Model development and internal validation
The model development strategy employed logistic regression with a lasso, which incorporated the L1 norm of the coefficients as a penalty term for the loss function. This approach imposes constraints on the coefficients, effectively selecting important predictors while reducing dimensionality and mitigating potential overfitting.22, 23 The coefficients for the final model were selected by choosing a conservative lambda value that was one standard error greater than the lowest cross-validated value.23, 24 The internal validity of the model was assessed using bootstrapping analysis, which involved resampling the model 1000 times. The confidence intervals (CIs) for the prediction accuracy measures of the models were determined using Harrell's bootstrapping bias correction and optimism correction method. This allowed for the computation of a 95% CI for the C-statistic of the model in the derivation set by utilising the 'predboot' package in R.25
External validation
External validation was performed by applying the constructed model to the validation set to assess predictive performance. C-statistics with 95% CIs were used to evaluate discriminatory ability and Brier scores were calculated for each model to measure accuracy, with lower values indicating greater predictive accuracy.26 These scores were defined as the average squared difference between predicted probabilities and observed outcomes, with lower values indicating greater predictive accuracy.

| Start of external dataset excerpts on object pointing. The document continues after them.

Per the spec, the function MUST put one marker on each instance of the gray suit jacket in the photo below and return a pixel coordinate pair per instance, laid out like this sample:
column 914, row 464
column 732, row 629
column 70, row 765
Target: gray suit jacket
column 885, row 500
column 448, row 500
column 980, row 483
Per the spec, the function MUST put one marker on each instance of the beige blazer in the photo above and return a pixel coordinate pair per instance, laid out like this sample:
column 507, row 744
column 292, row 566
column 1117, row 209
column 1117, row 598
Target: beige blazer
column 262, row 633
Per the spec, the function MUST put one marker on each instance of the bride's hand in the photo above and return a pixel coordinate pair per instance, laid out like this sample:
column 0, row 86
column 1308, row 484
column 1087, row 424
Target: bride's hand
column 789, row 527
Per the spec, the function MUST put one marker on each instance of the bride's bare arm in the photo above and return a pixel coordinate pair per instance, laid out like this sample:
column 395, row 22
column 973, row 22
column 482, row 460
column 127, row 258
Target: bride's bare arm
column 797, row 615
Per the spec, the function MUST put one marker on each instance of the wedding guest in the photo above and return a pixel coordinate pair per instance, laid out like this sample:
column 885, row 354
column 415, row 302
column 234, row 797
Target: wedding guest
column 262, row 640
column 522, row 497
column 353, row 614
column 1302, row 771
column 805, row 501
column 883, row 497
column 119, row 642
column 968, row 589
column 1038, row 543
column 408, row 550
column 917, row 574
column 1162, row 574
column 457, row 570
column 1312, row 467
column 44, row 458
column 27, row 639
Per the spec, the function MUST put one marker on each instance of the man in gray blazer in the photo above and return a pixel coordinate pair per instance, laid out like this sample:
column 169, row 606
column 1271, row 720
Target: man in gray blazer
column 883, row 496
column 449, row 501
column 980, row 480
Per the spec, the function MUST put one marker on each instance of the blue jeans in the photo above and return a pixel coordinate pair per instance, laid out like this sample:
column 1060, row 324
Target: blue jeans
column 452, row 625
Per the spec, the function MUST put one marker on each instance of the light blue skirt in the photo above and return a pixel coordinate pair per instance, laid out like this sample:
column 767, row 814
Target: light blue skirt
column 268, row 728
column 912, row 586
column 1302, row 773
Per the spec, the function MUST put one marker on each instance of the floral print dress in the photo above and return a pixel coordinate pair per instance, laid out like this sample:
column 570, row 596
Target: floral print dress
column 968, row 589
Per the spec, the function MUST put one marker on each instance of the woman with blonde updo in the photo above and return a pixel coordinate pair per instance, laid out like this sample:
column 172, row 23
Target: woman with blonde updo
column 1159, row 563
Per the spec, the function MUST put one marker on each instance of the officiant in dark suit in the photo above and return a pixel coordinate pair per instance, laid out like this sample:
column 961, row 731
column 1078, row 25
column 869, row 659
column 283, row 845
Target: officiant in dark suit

The calibration of the model calibration was also assessed visually using a calibration plot that plotted the predicted probability and observed frequency of poor outcomes in the validation set.27 Additionally, we assessed the level of relatedness of the case-mix between the development and validation cohorts (Supplementary Appendix 2).7 Net-benefit values were also calculated and depicted in decision curves to determine the clinical usefulness of different models at appropriate thresholds for clinical use.28 Decision curve analysis involves plotting the "net-benefit" against "threshold probabilities," evaluating the clinical value of different models at various thresholds.